Açores entregam a 21 de setembro candidatura das fajãs de S. Jorge a reserva da biosfera

Açores entregam a 21 de setembro candidatura das fajãs de S. Jorge a reserva da biosfera

 

Lusa/AO Online   Regional   27 de Ago de 2015, 08:29

Os Açores formalizam a 21 de setembro a candidatura das fajãs da ilha de São Jorge a Reserva da Biosfera da Unesco, que terá uma resposta em março de 2016, anunciou o executivo regional na quarta-feira.

O Governo Regional dos Açores, as duas câmaras municipais da ilha (Velas e Calheta), o Parque Natural de São Jorge e o Comité Nacional do Programa MAB – O Homem e a Biosfera assinaram na quarta-feira à noite, numa cerimónia pública, em São Jorge, o formulário da candidatura que vai ser entregue à Comissão Nacional da Unesco a 21 de setembro e que depois segue para Paris, para o secretariado desta agência das Nações Unidas.

A decisão em relação à candidatura será conhecida em março de 2016, no Peru, onde decorrerá o próximo Congresso Mundial de Reservas da Biosfera.

Miguel Clusener, da Unesco, felicitou as autoridades regionais e locais pelo trabalho que fizeram para concluir esta candidatura e fez votos para que “termine bem”, ressalvando que o desfecho “não depende apenas da Unesco”, mas “principalmente da comunidade internacional”, ou seja, dos estados membros da agência das Nações Unidas para a educação e cultura.

Os Açores possuem três ilhas classificadas como reserva da biosfera (Flores, Corvo e Graciosa), havendo no total do país oito zonas com esta distinção.

Este “peso dos Açores” nas reservas da biosfera portuguesas foi destacado por Jorge Mesquita, da comissão nacional da Unesco, que considerou, em declarações aos jornalistas, “impressionante” a “riqueza natural” do arquipélago, “a dimensão das fajãs de São Jorge” e “a sua ligação com a identidade cultural e o modo de vida” local, dizendo que “tudo isto é reconfortante” em relação a esta nova candidatura.

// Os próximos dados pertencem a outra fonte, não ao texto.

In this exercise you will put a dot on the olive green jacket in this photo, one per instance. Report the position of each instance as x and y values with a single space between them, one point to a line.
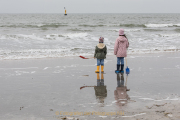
100 51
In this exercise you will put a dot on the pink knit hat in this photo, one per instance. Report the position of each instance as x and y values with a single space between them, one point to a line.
121 32
101 40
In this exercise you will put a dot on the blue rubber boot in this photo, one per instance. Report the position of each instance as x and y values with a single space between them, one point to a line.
117 71
122 68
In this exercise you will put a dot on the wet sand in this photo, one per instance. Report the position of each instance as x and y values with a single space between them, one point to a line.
50 89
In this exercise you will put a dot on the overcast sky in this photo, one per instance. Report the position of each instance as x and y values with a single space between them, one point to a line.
90 6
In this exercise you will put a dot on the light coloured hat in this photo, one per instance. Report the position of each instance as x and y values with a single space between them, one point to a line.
121 32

Também o secretário regional da Agricultura e Ambiente do Governo dos Açores, Neto Viveiros, se mostrou confiante no êxito da candidatura, dizendo que as suas “enormes potencialidades” foram reconhecidas “por todos”.

“Estão reunidas todas as condições, do ponto de vista humano, cultural, social, económico, para que esta candidatura possa sair vencedora”, disse aos jornalistas.

Neto Viveiros destacou ainda “os ganhos” que a classificação da Unesco traz consigo, como “tornar os Açores mais conhecidos no mundo” e “tornar mais conhecidos os produtos” que se fazem na ilha de São Jorge, que poderão passar a ostentar o selo da reserva da biosfera.

Tal como a generalidade dos intervenientes nesta cerimónia, Neto Viveiros destacou que a classificação de um local como reserva da biosfera “não representa” a imposição de restrições.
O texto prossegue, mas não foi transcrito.